A nova ministra do Meio Ambiente disputou a Presidência três vezes, e já na primeira apresentou suas credenciais religiosas. Em vídeo postado em 2010, deu um testemunho sobre sua conversão à fé evangélica.

Criada no catolicismo, cogitou ser freira na adolescência. Em 1995, então senadora, passou por sufocos de saúde, fatura cobrada pela juventude em seringais do Acre.

Enfrentou cinco malárias, três hepatites e uma contaminação por metais pesados, provavelmente causada pela superdosagem de remédios para tratar a leishmaniose, que desencadeou um processo de degeneração neurológica. Pulava de médico em médico. Até conhecer um que lhe recomendou “um milagre”.

Marina achou aquilo “fora do prumo para um médico”. Sentiu-se “com raiva” quando o doutor ligou para um pastor de 20 anos com voz de ancião e a pôs na linha. Pastor André receitou uma bateria de orações.
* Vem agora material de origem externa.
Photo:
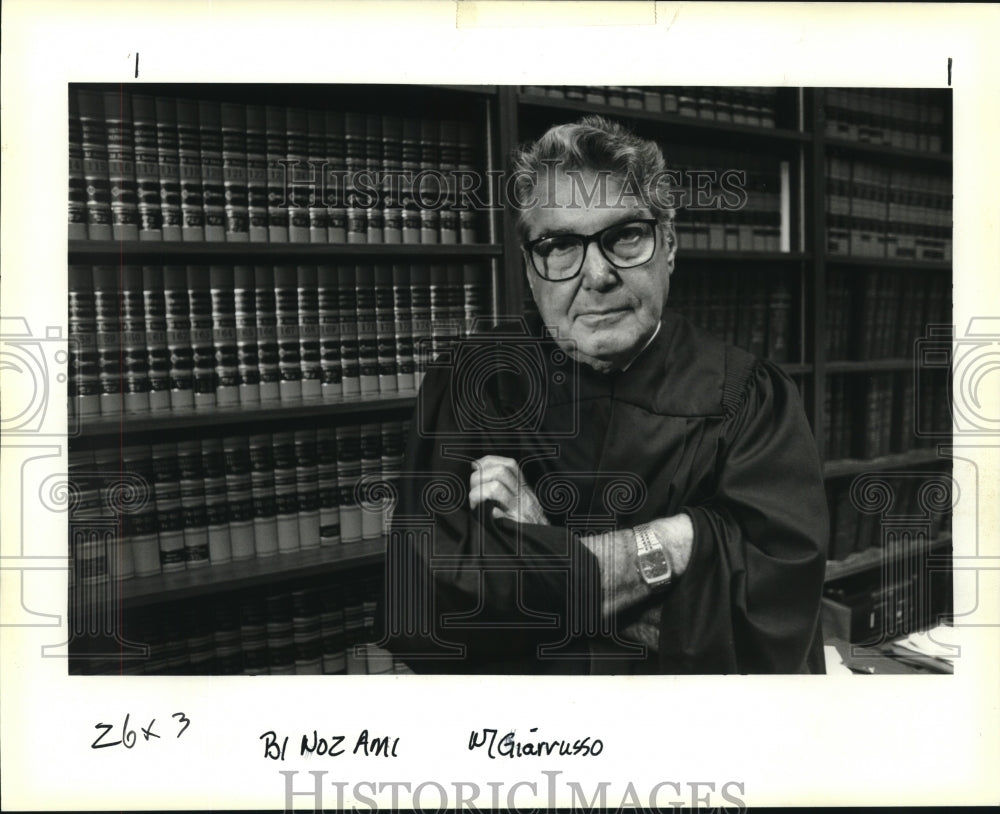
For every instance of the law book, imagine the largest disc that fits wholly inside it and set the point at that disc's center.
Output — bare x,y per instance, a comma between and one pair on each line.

Ela narra a experiência na biografia “Marina: A Vida por uma Causa”, da editora Mundo Cristão.

Recebeu a pregação como uma “revelação de cunho espiritual” e, depois daquele encontro, começou a frequentar um grupo de oração. Entrava em filas de enfermos para ser ungida pelos pastores.

Para uma audiência evangélica, Marina disse que chegou a Deus “pela linguagem da dor”. Via-se como “um vaso quebrado pelo qual Deus pagou o preço dobrado, com pagamento adiantado, para receber o vaso 37 anos depois”.

Em 2010, assim comparou sua transição de católica para evangélica, em entrevista à revista Rolling Stone Brasil: “Suponhamos que você se apaixone por uma moça e de repente, sem saber, sem querer, você se apaixona por outra. Por que mudou?”.

E ser evangélica muda alguma coisa na sua forma de fazer política?

Naquele evento evangélico de 2014, Marina rechaçou a “visão equivocada” de que, por ser evangélica, tentaria impor sua religião. Citou como exemplo seu habitat político: não tentou “transformar” nem o judeu Walter Feldman nem a católica praticante Luiza Erundina, ambos coordenadores da sua campanha na ocasião.

Ela já reconheceu que sua conversão colheu reações antipáticas dentro do próprio PT, seu partido à época. Em sua biografia, ela conta que alguns colegas de partido foram inclementes. Um disse que sempre pensou nela como uma mulher inteligente, não como uma evangélica.

Uma esquerda reticente à religiosidade evangélica, vista sem nuance alguma como um projeto fundamentalista, temia pelo futuro de agendas caras a ela se Marina assumisse a chefia do Executivo. A ex-senadora, por exemplo, declarou em 2018 que vetaria a legalização do aborto se o Congresso a aprovasse, por preferir um plebiscito sobre o tema.

Ela levanta desconfiança dos dois lados: conservadores que cobram um posicionamento mais incisivo, e progressistas suspeitam que sua fé a impede de avançar no tema como gostariam.

“Toda vez que a esquerda mina alguém como Marina, cria um vazio que vai ser ocupado por uma Damares Alves”, diz o sociólogo da religião Paul Freston, trazendo para a mesa a ministra de Bolsonaro que clamou por um país “terrivelmente cristão”.